Transforming a table into an array of numeric features: TableVectorizer#

In tabular machine learning pipelines, practitioners often convert categorical features to numeric features using various encodings (OneHotEncoder, OrdinalEncoder, etc.).

The objective of the TableVectorizer is to take any dataframe as input, and produce as output a feature-engineered version of the dataframe.

Initially, the TableVectorizer parses the data type of each column and maps each column to an encoder, in order to produce numeric features for machine learning models.

Parsing is handled internally by running a Cleaner on the input data. Note that in this case numeric values are always converted to float32 (whereas the default Cleaner behavior is to keep the original datatype): this is to ensure that the numeric dtype (including that of the missing values) is consistent for the downstream methods. For most applications, float32 has a sufficient precision, and reduces the memory footprint of the resulting features.

The same parameters used for the Cleaner can also be set when creating the TableVectorizer: this includes parameters for DropUninformative (drop_null_fraction etc.), and a datetime_format parameter for the datetime parsing step.

After detecting the datatypes, the TableVectorizer maps columns to one of four groups depending either on the datatype, and the number of unique values for categorical/string columns

The default transformers used by the TableVectorizer for each column category are the following:

  • High-cardinality categorical columns: StringEncoder

  • Low-cardinality categorical columns: scikit-learn OneHotEncoder

  • Numeric columns: “passthrough” (no transformation)

  • Datetime columns: DatetimeEncoder

High cardinality categorical columns are those with more than 40 unique values, while all other categorical columns are considered low cardinality: the threshold can be changed by setting the cardinality_threshold parameter of TableVectorizer, or by changing the configuration parameter with the same name using set_config().

To change the encoder or alter default parameters, instantiate an encoder and pass it to TableVectorizer.
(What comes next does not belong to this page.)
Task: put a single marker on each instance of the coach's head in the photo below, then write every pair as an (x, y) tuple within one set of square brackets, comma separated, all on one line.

>>> from skrub import TableVectorizer, DatetimeEncoder, TextEncoder, SquashingScaler
>>> datetime_enc = DatetimeEncoder(periodic_encoding="circular")
>>> text_enc = TextEncoder()
>>> num_enc = SquashingScaler()
>>> table_vec = TableVectorizer(datetime=datetime_enc, high_cardinality=text_enc, numeric=num_enc)
>>> table_vec
TableVectorizer(datetime=DatetimeEncoder(periodic_encoding='circular'),
                high_cardinality=TextEncoder(), numeric=SquashingScaler())

Besides the transformers provided by skrub, the TableVectorizer can also take user-specified transformers that are applied to given columns.
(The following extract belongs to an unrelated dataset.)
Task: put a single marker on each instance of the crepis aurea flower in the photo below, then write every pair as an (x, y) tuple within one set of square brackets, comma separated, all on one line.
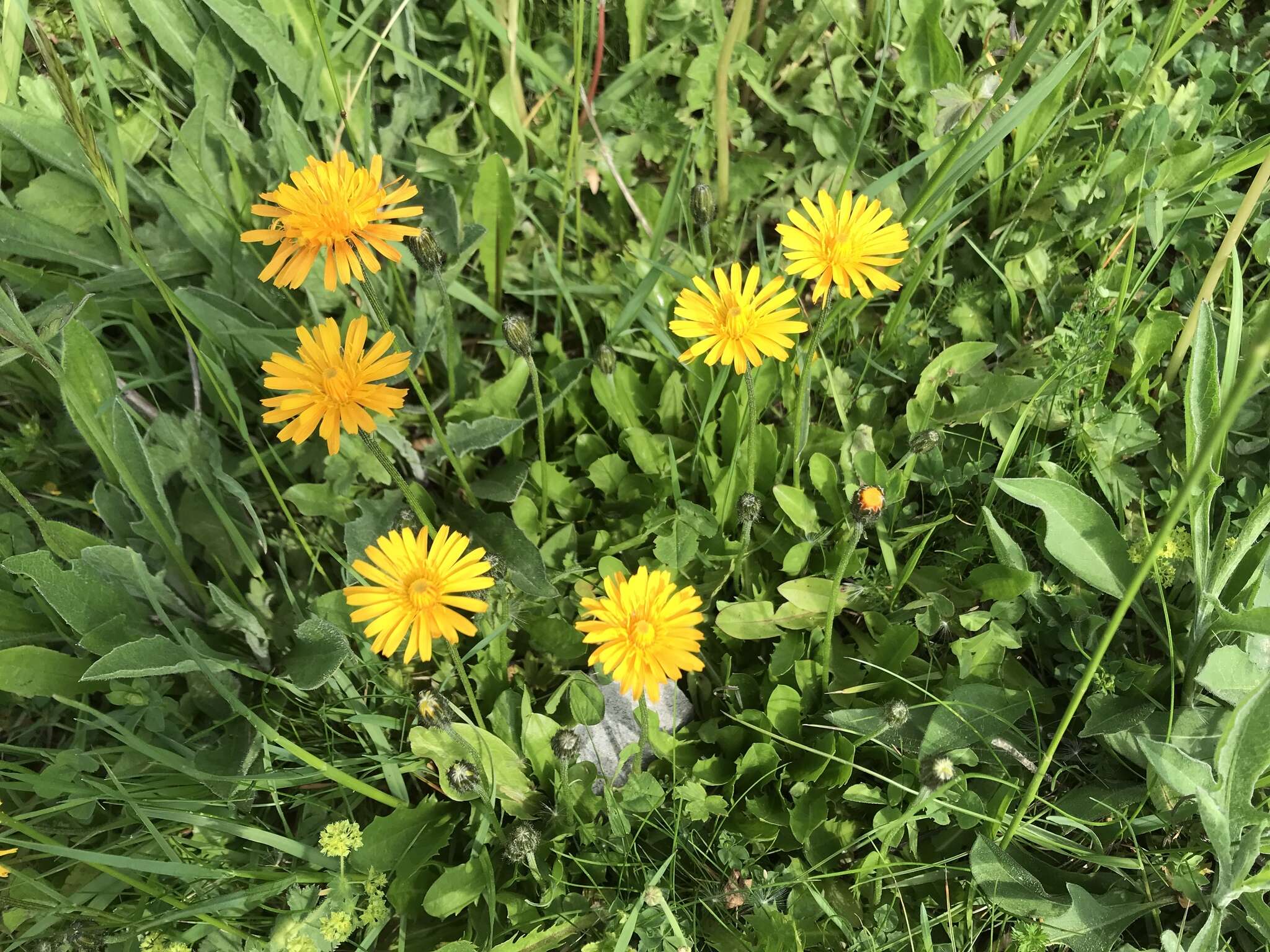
[(334, 207), (843, 244), (738, 322), (646, 631), (418, 591), (333, 386)]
>>> from sklearn.preprocessing import OrdinalEncoder
>>> import pandas as pd
>>> encoder = OrdinalEncoder()
>>> df = pd.DataFrame({
...     "values": ["A", "B", "C"]
... })

We define the list of column-specific transformers:

>>> specific_transformers=[(encoder, ["values"])]
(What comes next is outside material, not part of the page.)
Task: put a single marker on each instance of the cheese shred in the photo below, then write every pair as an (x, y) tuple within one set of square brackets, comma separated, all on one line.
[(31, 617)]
We can then encode the result:

>>> TableVectorizer(specific_transformers=specific_transformers).fit_transform(df)
   values
0     0.0
1     1.0
2     2.0

Note that the columns specified in specific_transformers are passed to the transformer without any modification, which means that the transformer must be able to handle the content of the column on its own.

If you need to define complex transformers to pass to a single instance of TableVectorizer, consider using the skrub Data Ops, ApplyToCols, or the skrub selectors instead, as they are more versatile and allow a higher degree of control over which operations are applied to which columns.

The TableVectorizer is used in Encoding: from a dataframe to a numerical matrix for machine learning, while the docstring of the class provides more details on the parameters and usage, as well as various examples.